WASHINGTON — As autonomous vehicle testing advances without cohesive federal guidelines, companies are operating under inconsistent or nonexistent rules for how and whether a vehicle is monitored and controlled on the road.
There are no federal rules requiring companies testing self-driving vehicles on public roads to have the ability to control them remotely. And of the five states where companies most frequently test autonomous vehicles — California, Michigan, Arizona, Pennsylvania and Florida — Pennsylvania is the only one to require that a human have the ability to take over controls if need be, mandating that a driver be in the car while it's tested.
Safety advocates argue the complex and varied rules for remote monitoring, guidance and control are emblematic of a larger problem: Autonomous vehicles in the U.S. remain largely unregulated, making it difficult to track safety progress as the technology advances.
Companies developing autonomous vehicles say there is a need for federal regulation — for example, a built-in system for mass testing of AVs, rather than seeking a limited waiver that allows companies to deploy just a small number — but that requirements for remote control should not be one of them.
While federal rules for remote control technology are nonexistent, AV companies encounter different rules depending on where they test.
Michigan, Arizona and Florida require the vehicles meet a "minimal risk condition," an industry term that doesn't have a strict definition but usually means the vehicle can safely pull itself out of traffic in the case of an emergency or malfunction, stop and turn on its hazards.
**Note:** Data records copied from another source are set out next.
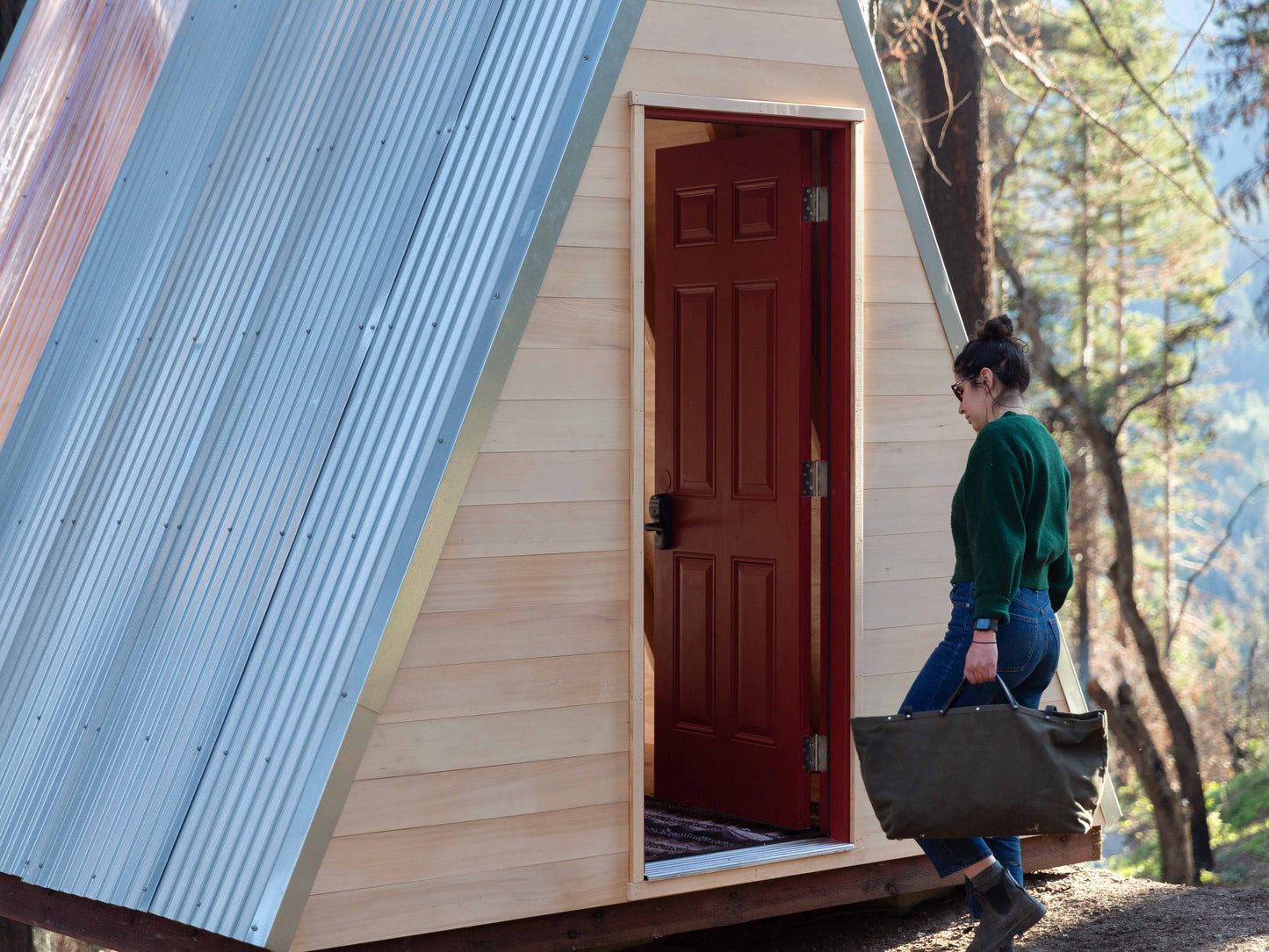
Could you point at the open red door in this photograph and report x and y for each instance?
(732, 335)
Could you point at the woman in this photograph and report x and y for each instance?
(1013, 570)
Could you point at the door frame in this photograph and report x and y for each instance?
(846, 299)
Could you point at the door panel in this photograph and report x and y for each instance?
(732, 621)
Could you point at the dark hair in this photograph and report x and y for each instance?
(995, 345)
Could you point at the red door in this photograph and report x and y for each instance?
(732, 635)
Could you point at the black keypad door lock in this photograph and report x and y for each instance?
(659, 509)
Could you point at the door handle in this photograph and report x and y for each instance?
(659, 509)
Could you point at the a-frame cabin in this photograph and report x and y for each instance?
(345, 347)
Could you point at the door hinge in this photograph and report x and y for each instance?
(815, 753)
(815, 203)
(815, 478)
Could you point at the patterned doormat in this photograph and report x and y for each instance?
(674, 830)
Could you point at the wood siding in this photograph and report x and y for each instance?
(496, 783)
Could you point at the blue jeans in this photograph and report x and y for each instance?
(1027, 660)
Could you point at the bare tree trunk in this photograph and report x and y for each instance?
(1084, 503)
(1175, 858)
(955, 177)
(1106, 452)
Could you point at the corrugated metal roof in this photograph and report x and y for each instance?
(227, 455)
(68, 108)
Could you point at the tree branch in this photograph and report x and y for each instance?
(1154, 395)
(1211, 558)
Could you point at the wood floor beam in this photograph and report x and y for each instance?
(730, 905)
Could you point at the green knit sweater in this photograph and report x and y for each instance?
(1009, 516)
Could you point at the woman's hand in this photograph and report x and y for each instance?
(980, 661)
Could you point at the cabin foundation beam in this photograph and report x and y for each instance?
(105, 924)
(729, 905)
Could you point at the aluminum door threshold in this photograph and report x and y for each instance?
(736, 858)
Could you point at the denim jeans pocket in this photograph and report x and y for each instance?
(1017, 643)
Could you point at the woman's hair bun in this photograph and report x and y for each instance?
(995, 329)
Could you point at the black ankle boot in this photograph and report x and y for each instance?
(1008, 911)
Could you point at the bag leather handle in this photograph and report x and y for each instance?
(964, 683)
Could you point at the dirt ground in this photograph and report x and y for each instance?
(1089, 911)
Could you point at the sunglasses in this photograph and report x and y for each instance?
(958, 387)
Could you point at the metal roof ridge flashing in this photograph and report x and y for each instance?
(19, 28)
(905, 177)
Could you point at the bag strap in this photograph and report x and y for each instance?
(964, 683)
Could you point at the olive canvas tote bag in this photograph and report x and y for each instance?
(987, 771)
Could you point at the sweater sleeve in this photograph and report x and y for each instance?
(995, 492)
(1061, 576)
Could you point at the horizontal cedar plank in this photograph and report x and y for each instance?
(615, 130)
(505, 633)
(896, 279)
(566, 373)
(894, 650)
(823, 9)
(750, 34)
(903, 603)
(735, 77)
(479, 846)
(907, 465)
(878, 190)
(579, 322)
(596, 222)
(917, 555)
(490, 687)
(504, 479)
(907, 372)
(462, 584)
(484, 792)
(607, 176)
(407, 909)
(901, 512)
(588, 272)
(536, 425)
(537, 528)
(896, 419)
(901, 328)
(872, 145)
(519, 737)
(631, 923)
(887, 233)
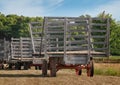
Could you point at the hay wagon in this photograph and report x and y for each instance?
(62, 43)
(70, 43)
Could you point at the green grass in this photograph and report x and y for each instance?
(114, 57)
(108, 71)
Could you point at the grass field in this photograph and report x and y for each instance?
(64, 77)
(107, 69)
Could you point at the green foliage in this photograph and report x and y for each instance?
(114, 34)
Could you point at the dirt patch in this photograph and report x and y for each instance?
(64, 77)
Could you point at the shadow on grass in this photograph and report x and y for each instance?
(22, 75)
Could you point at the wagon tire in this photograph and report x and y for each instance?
(52, 67)
(44, 68)
(90, 70)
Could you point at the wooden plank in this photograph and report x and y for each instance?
(55, 26)
(98, 42)
(77, 42)
(98, 36)
(97, 30)
(98, 24)
(50, 32)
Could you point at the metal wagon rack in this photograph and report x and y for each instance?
(63, 43)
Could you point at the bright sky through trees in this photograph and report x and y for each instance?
(60, 7)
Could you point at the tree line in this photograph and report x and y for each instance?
(17, 26)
Thirteen other states — Washington, New Mexico, Utah, Colorado, Nebraska, Wisconsin, Texas, Ohio, Georgia, Virginia, Maryland, Massachusetts and New York — have also reported that they have tested autonomous vehicles at some point. None of these states require remote control capabilities either, though Washington and Ohio require remote guidance abilities; New Mexico, Maryland, New York and Massachusetts require a human operator behind the wheel; and Georgia and Utah require vehicles meet a minimal risk condition.
California has a similar rule for vehicles being tested without a driver. But it's the only major AV testing state that monitors how companies are testing, requiring that they send detailed information to the state describing any accidents that happen on public roads.
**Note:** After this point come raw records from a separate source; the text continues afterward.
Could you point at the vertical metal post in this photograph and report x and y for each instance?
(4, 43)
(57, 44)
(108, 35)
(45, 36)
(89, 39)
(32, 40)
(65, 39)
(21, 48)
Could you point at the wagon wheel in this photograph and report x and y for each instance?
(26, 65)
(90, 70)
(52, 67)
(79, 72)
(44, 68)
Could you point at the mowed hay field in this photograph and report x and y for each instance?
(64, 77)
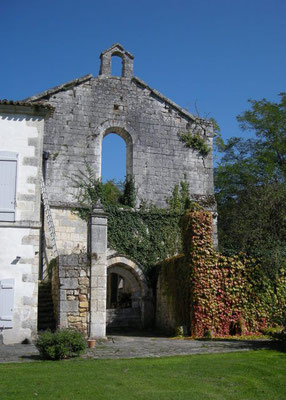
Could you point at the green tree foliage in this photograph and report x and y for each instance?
(250, 185)
(179, 201)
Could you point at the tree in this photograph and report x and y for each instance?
(250, 185)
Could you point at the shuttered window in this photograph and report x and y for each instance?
(6, 303)
(8, 174)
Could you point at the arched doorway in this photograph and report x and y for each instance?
(129, 300)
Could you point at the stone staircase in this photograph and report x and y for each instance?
(46, 319)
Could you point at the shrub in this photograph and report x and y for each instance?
(61, 344)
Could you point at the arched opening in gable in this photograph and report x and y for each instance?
(116, 154)
(113, 158)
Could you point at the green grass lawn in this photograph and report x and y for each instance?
(246, 375)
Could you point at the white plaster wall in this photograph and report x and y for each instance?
(25, 275)
(23, 134)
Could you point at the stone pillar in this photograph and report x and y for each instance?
(98, 272)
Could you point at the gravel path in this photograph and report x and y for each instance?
(130, 347)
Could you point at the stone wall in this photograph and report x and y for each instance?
(71, 292)
(21, 133)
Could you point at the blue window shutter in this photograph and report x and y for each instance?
(8, 174)
(6, 303)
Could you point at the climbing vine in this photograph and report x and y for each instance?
(147, 235)
(195, 141)
(226, 295)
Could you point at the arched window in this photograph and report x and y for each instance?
(113, 158)
(116, 65)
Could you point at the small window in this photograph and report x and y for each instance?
(8, 174)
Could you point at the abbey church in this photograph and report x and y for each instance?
(44, 141)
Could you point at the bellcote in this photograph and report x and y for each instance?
(126, 57)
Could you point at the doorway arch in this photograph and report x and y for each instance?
(128, 135)
(129, 299)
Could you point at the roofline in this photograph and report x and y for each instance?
(59, 88)
(165, 99)
(120, 47)
(68, 85)
(22, 107)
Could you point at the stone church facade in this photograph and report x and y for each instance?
(84, 112)
(89, 108)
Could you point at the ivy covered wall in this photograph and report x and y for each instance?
(217, 295)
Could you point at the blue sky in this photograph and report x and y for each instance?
(212, 53)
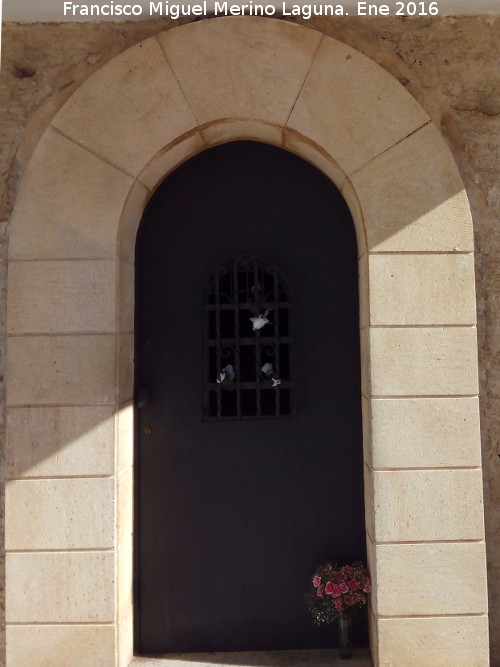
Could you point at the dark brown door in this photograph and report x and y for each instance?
(233, 514)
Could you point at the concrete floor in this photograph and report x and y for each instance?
(315, 658)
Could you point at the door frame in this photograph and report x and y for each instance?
(77, 213)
"The reality is that no federal legislative or regulatory structure has been built around the testing or deployment of self-driving vehicles on public roads," said Jason Levine, executive director of the Center for Auto Safety.
"As a result, oversight has been left to the states and as one might as expect, it is a patchwork, which at best asks manufacturers to promise their vehicle will minimize risk when autonomous technology encounters a situation its programming is not prepared to handle, and at worst remains entirely silent. There is little rhyme or reason to explain which states have allowed this technology on their roads without drivers either in the vehicle or operating remotely."